Afbeelding via Pexels
Invloed van de mens
Waarom is er dan minder aandacht voor waterdamp dan voor andere broeikasgassen in de huidige klimaatdiscussie? Dit komt omdat de invloed van de mens op de hoeveelheid water in de atmosfeer relatief beperkt is. Wij voegen wel wat water aan de atmosfeer toe, vooral door de irrigatie van gewassen in de landbouw, koelwater uit elektriciteitscentrales en de verbranding van fossiele brandstoffen, maar dat is veel minder dan de natuurlijke verdamping van water uit de oceanen en van het aardoppervlak, en de transpiratie door planten.

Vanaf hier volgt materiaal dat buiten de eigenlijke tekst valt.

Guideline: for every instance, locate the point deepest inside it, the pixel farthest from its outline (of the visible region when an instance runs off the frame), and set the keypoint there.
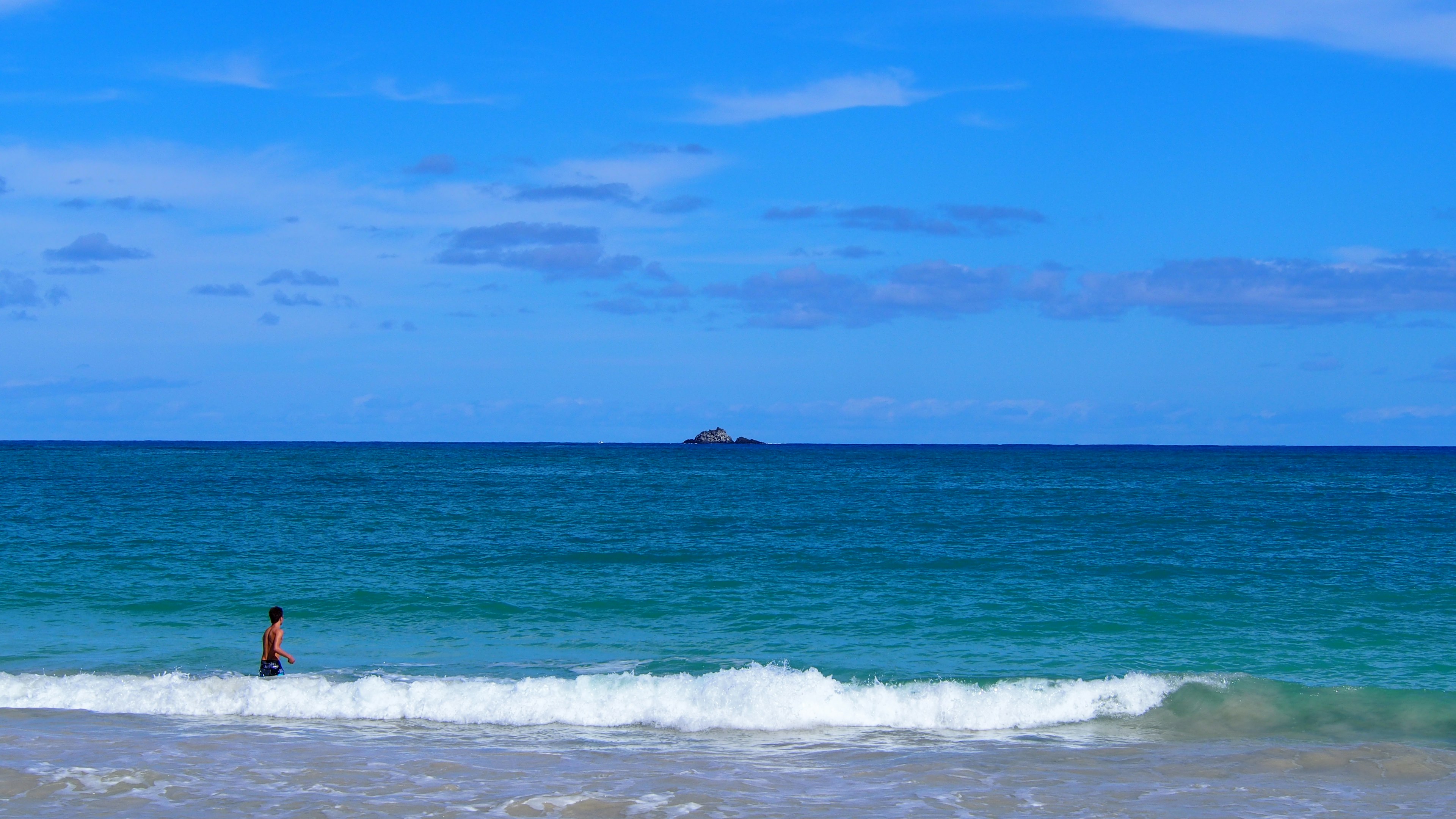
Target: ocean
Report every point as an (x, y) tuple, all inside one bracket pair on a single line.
[(667, 630)]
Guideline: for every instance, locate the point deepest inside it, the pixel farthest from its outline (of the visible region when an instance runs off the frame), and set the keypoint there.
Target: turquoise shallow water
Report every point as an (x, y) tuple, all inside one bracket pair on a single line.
[(1232, 608)]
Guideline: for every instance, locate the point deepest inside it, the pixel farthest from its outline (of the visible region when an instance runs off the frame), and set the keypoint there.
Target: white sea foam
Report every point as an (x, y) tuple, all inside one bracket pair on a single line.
[(747, 698)]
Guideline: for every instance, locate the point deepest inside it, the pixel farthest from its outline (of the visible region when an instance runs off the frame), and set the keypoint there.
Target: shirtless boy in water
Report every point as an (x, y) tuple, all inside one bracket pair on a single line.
[(273, 646)]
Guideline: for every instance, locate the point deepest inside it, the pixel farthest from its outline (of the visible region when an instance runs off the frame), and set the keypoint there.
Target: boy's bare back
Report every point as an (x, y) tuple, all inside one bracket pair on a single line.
[(273, 646)]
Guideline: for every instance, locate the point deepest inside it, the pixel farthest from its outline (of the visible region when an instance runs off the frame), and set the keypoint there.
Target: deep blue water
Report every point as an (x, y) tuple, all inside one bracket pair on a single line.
[(654, 629), (1318, 566)]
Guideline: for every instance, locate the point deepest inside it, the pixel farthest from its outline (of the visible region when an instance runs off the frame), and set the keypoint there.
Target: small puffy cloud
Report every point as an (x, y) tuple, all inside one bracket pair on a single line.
[(899, 219), (95, 248), (995, 221), (635, 299), (296, 301), (953, 219), (228, 69), (1398, 413), (133, 203), (615, 193), (222, 290), (18, 290), (1410, 30), (679, 205), (120, 203), (554, 250), (85, 387), (435, 94), (513, 234), (809, 298), (1234, 290), (836, 94), (440, 164), (303, 279), (654, 148), (24, 292), (1321, 365), (787, 213)]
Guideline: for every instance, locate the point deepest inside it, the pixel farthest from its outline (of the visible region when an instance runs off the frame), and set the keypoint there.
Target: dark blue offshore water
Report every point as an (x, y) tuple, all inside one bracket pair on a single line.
[(667, 630), (1317, 566)]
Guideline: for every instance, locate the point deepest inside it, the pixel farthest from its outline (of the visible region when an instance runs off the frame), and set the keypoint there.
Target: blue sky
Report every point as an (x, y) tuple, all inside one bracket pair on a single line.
[(1064, 222)]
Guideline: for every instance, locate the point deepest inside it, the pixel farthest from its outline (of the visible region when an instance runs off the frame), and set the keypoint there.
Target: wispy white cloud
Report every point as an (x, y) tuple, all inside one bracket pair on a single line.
[(8, 6), (238, 69), (1397, 413), (836, 94), (435, 94), (1409, 30), (63, 98)]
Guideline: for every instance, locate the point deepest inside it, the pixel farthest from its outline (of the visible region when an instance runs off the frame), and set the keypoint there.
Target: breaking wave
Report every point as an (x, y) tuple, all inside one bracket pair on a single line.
[(747, 698)]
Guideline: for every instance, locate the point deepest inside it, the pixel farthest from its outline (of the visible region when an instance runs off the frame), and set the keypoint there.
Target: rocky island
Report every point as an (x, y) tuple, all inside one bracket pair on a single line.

Er is nog een ander belangrijk verschil tussen waterdamp en de andere broeikasgassen: de atmosfeer kan bij een bepaalde temperatuur maar een maximum aan water opnemen, dan condenseert water en valt het als regen terug naar het oppervlak. Daardoor is de gemiddelde verblijftijd van water in de atmosfeer maar 10 dagen, veel minder dan 10-100 jaren voor de andere broeikasgassen. De door de mens veroorzaakte emissies van water hebben daarom een verwaarloosbaar klein effect op de hoeveelheid water in de atmosfeer en dus op de opwarming van de aarde.
Het waterdamp-terugkoppelingseffect
En toch draagt waterdamp stevig bij aan de opwarming van de aarde, echter niet door directe uitstoot van ons mensen, maar door een terugkoppelingseffect. Voor elk graad Celsius temperatuurtoename kan lucht 7% meer water opnemen. Ook de verdamping van het oppervlak neemt bij hogere temperatuur toe. Dus, in een opwarmend klimaat komt er meer water terecht in de atmosfeer en draagt dit bij aan het stijgende broeikaseffect. Het omgekeerde is ook het geval: door dalende temperatuur zou ook de hoeveelheid water in de atmosfeer dalen, en dit zou leiden tot een afname van het broeikaseffect en verdere afkoeling. We hebben te maken met een positief terugkoppelingseffect: de toename of afname van de andere broeikasgassen veroorzaakt een stijging of daling van de temperatuur, en die wordt dan versterkt door een stijging of daling van waterdamp in de atmosfeer.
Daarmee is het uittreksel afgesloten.